Le désert des Tartares ou l’indéracinable espérance

De prime abord, Le désert des Tartares, le roman que Dino Buzzati écrivit en 1940, à l’âge de 34 ans, est une histoire désespérée [1]. En effet, il raconte, en termes très purs, poétiques et sobres, pudiques, l’histoire du lieutenant Giovanni Drogo qui, au sortir de son école militaire, est affecté aux confins de l’Empire, au fort Bastiani, situé aux abords du désert des Tartares. Il s’agit d’une forteresse désuète dont la fonction est de prévenir une invasion ennemie. La vie s’avérera monotone, l’ennemi absent quoique toujours craint ; mais Drogo restera, déchiré entre le désir de partir et celui de rester. Finalement, il devra quitter le fort, à cause de la maladie, au moment où l’invasion tant attendue (mais aussi redoutée) se produira et il mourra sans avoir pu accomplir ses rêves de gloire.

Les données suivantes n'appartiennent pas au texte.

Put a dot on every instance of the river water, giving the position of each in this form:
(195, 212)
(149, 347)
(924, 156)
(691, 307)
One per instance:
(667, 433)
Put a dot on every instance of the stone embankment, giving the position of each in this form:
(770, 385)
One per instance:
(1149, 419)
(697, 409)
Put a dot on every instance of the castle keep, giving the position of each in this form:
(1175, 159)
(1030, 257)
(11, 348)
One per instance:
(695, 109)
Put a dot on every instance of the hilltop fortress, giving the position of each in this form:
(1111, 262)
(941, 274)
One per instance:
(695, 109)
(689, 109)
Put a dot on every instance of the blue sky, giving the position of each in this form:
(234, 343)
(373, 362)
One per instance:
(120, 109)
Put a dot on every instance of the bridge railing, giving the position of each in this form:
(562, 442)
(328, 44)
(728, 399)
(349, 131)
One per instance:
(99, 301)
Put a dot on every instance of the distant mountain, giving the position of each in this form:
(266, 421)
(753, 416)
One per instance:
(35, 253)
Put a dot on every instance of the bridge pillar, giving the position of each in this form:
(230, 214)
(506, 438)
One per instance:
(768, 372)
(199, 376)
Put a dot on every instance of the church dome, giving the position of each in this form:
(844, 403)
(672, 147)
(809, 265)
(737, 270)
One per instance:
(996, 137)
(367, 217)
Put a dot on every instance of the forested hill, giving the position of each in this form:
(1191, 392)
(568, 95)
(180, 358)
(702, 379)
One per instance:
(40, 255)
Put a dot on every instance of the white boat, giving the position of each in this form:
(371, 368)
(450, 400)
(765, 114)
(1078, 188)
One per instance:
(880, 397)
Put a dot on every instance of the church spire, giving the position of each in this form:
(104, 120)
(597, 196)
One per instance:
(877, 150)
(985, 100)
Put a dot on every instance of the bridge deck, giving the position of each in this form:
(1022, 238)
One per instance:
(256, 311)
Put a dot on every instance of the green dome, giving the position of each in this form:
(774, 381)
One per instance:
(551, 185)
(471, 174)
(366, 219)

Cette simple histoire, écrite dans la langue nette qui fait le charme de l’auteur, est la métaphore poétique de la vie qui est lente usure et promesse déçue. Toutefois il n’est pas impossible d’y lire la trace d’un incompressible espoir. En effet, la personne est tissée de cette attente qui vrille son cœur d’une inquiétude ineffaçable. L’on pourrait même qualifier cette caractéristique innée de transcendantale. En effet, d’un côté, l’objet semble inaccessible voire illusoire. De l’autre, il demeure que l’homme ne peut s’empêcher de désirer l’absolu. Combien de lecteurs se sont retrouvés dans Drogo tendant son regard vers l’horizon brumeux du désert ? Dès lors, à l’instar de son homologue français En attendant Godot [2], dont il partage les présupposés nihilistes et asthéniques, mais aussi la secrète expectative d’un plus gratuit, ce roman parle en creux de la distance incomblable entre volonté voulante et volonté voulue, qui est la note la plus caractéristique et la plus indélébile de la personne humaine. L’absurdité n’est que le chiffre désespéré et retourné d’une gratuité absolue – de l’Absolue gratuité dont l’autre nom est Dieu-Amour – qui ne demande qu’à se donner.

Pascal Ide

[1] Dino Buzzati, Il Deserto dei Tartari, Milan, Rizzoli, 1940 : Le désert des Tartares, trad. Michel Arnaud, Paris, Robert Laffont, 1949, coll. « Le Livre de Proche » n° 973.

[2] Cf. site : « En attendant Godot. Un théâtre moins absurde qu’il ne paraît ».

14.12.2022
 

Les commentaires sont fermés.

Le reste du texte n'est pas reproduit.